Bitcoin’s worth has taken a hefty knock this week, dragging mining income down with it as the value per petahash sinks even deeper than April’s stoop. Miners are feeling the squeeze from the tight pricing setting and the skinny onchain charges tied to newly discovered block rewards.
Bitcoin’s Mining Math Turns Brutal as Charges Dry up and Hashprice Craters
Bitcoin’s hashprice — the each day anticipated worth of 1 petahash per second (PH/s) of hashing energy — has sunk to its lowest level on report since Luxor started monitoring the metric in December 2016.
A lot of that income slide traces again to the 2020 and 2024 halvings, however onchain charges have withered dramatically within the aftermath, including insult to damage. Proper now, when a miner lands a block, solely about 0.73% of their payout comes from transaction charges, with the remaining tied to the three.125 BTC subsidy.

Supply: Luxor’s hashrateindex.com.
Bitcoin closed April 7, 2025, at $79,874 with a hashprice — the worth of a single petahash — sitting at $39.83. Quick-forward to Nov. 19, 2025, and bitcoin is priced at $91,172, a full $11,298 increased per coin, but the estimated worth of 1 PH/s is decrease at $38.14.
Yesterday’s hashprice dipped even decrease to $37.48 per PH/s. At these charges, one thing has to interrupt free, or bitcoin miners might be wedged in a monetary jam with no straightforward exit. Ultimately, the numbers paint a reasonably blunt image: miners can’t maintain marching down this path with out one thing giving method.
Both bitcoin’s worth must climb sufficient to offset the thinning margins, or onchain exercise has to warmth up significantly to ship extra significant charges. If neither materializes, miners might be compelled to rethink their operations — whether or not which means upgrading fleets, transferring quicker into synthetic intelligence (AI), consolidating, or pursuing different income streams — as a result of the present squeeze received’t keep tolerable for lengthy.
FAQ ❓
- What’s bitcoin’s hashprice? It’s the estimated each day worth of 1 PH/s of mining energy based mostly on worth, problem, and charges.

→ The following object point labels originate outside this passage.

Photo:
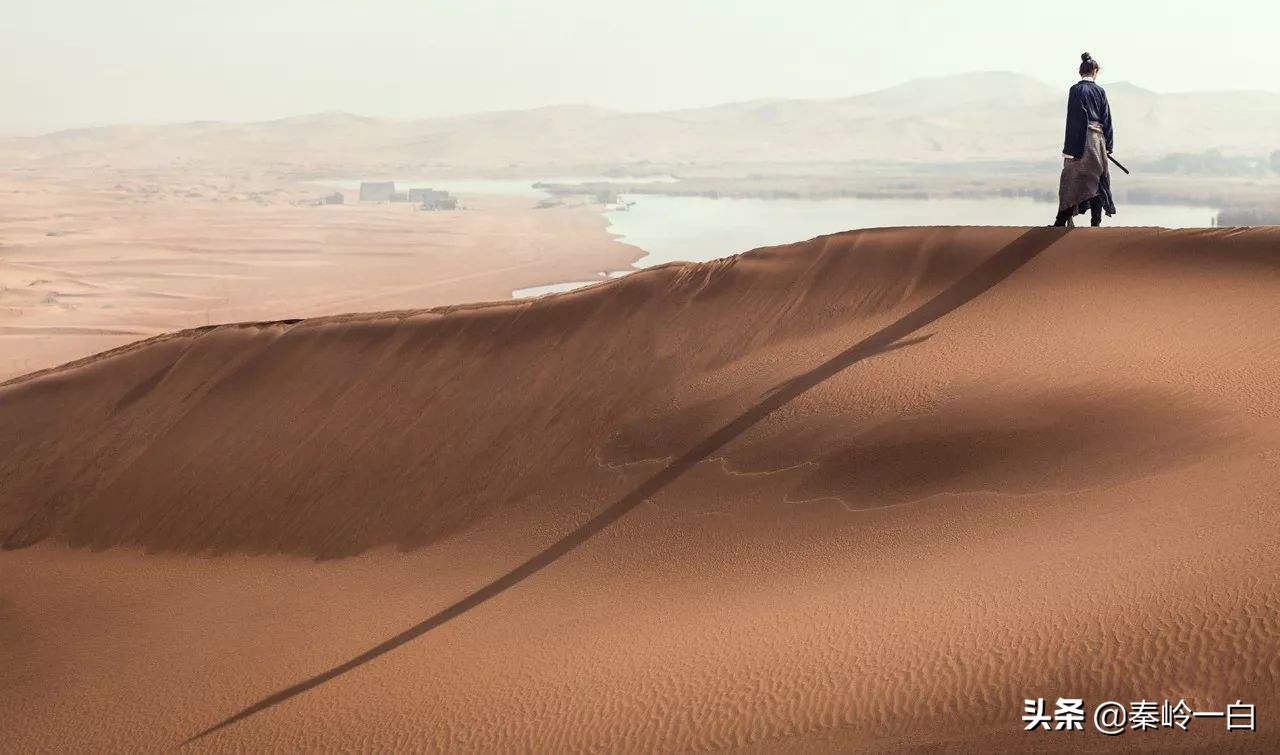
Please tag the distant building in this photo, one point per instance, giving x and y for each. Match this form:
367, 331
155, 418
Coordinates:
433, 198
376, 191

- Why is mining income falling? Hashprice has dropped to report lows as onchain charges shrink and subsidies dominate payouts.
- How are miners affected? Many face tighter margins as income per petahash falls regardless of increased bitcoin costs.
- What might change the outlook? Larger charges, a major worth raise, or operational shifts like AI integration might ease the stress.